The promotion of rehabilitation science of cognitive neuroscience has made it a priority by the help of full range of effected interventional procedures. And it has been able to achieve the desired goals in the chain of theoretical and experimental science on the basis of behavioral interventions which is made of neuroscience, cognitive neuroscience, psychology, physiology, pharmacology, medical imaging, and other medical disciplines and achieved some success in compensatory and medical strategies after surgery.
Cognitive impairment after brain surgery is huge health challenges beyond the common disorders associated with diseases. Our approach to CRT is on the assumption that treatment would be the most effective way when focusing on the cognitive sub-systems after neurosurgery and these are also affected by other aspects of life as a patient emotions, nutrition, health, stress, and social performance. Intervention in the passive skills can lead to neuro-cognitive rehabilitation that includes designed experience on the basis of nerve and brain function and structure. A failure of cognitive or brain processing during or after surgery is an abnormal result and these impairments are treated better with CRT.
This method on the basis of neuroplastisity, reorganization of damaged cortical through morphological and physiological responses of nerve reconstruction ways by techniques in neuro-cognitive disorders due to illness, injury or disability, even in healthy individuals which are affected by environment, the complexity of stimulation, repeated tasks and motivation.

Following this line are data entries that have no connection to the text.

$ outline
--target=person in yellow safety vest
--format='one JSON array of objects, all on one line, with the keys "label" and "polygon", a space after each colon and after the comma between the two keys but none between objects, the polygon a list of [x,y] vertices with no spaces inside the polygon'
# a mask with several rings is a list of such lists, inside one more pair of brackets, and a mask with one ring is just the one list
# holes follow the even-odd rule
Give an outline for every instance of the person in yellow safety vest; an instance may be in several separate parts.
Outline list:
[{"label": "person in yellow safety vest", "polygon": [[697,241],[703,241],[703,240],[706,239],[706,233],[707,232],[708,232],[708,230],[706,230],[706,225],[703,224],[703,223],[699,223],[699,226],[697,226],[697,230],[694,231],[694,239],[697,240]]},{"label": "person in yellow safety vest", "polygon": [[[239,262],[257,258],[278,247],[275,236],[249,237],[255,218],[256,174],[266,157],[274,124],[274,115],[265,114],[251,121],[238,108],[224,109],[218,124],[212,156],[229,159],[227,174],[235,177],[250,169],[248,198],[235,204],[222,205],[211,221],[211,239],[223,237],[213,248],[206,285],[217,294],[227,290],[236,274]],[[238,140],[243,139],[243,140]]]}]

…CRT has its origins in of therapy for wounded soldiers during the two World Wars. This same need continues today with the influx of soldiers with brain injuries who are returning from the Middle East and Afghanistan. The American of Rehabilitation Medicine defines the primary goal of cognitive rehabilitation as “to ameliorate injury-related deficits in order to maximize safety, daily functioning, independence, and quality of life. Progress is achieved in a stepwise manner, with an emphasis on following long term goals that include problem orientation, awareness and goal setting, compensation, internalization, and generalization.”…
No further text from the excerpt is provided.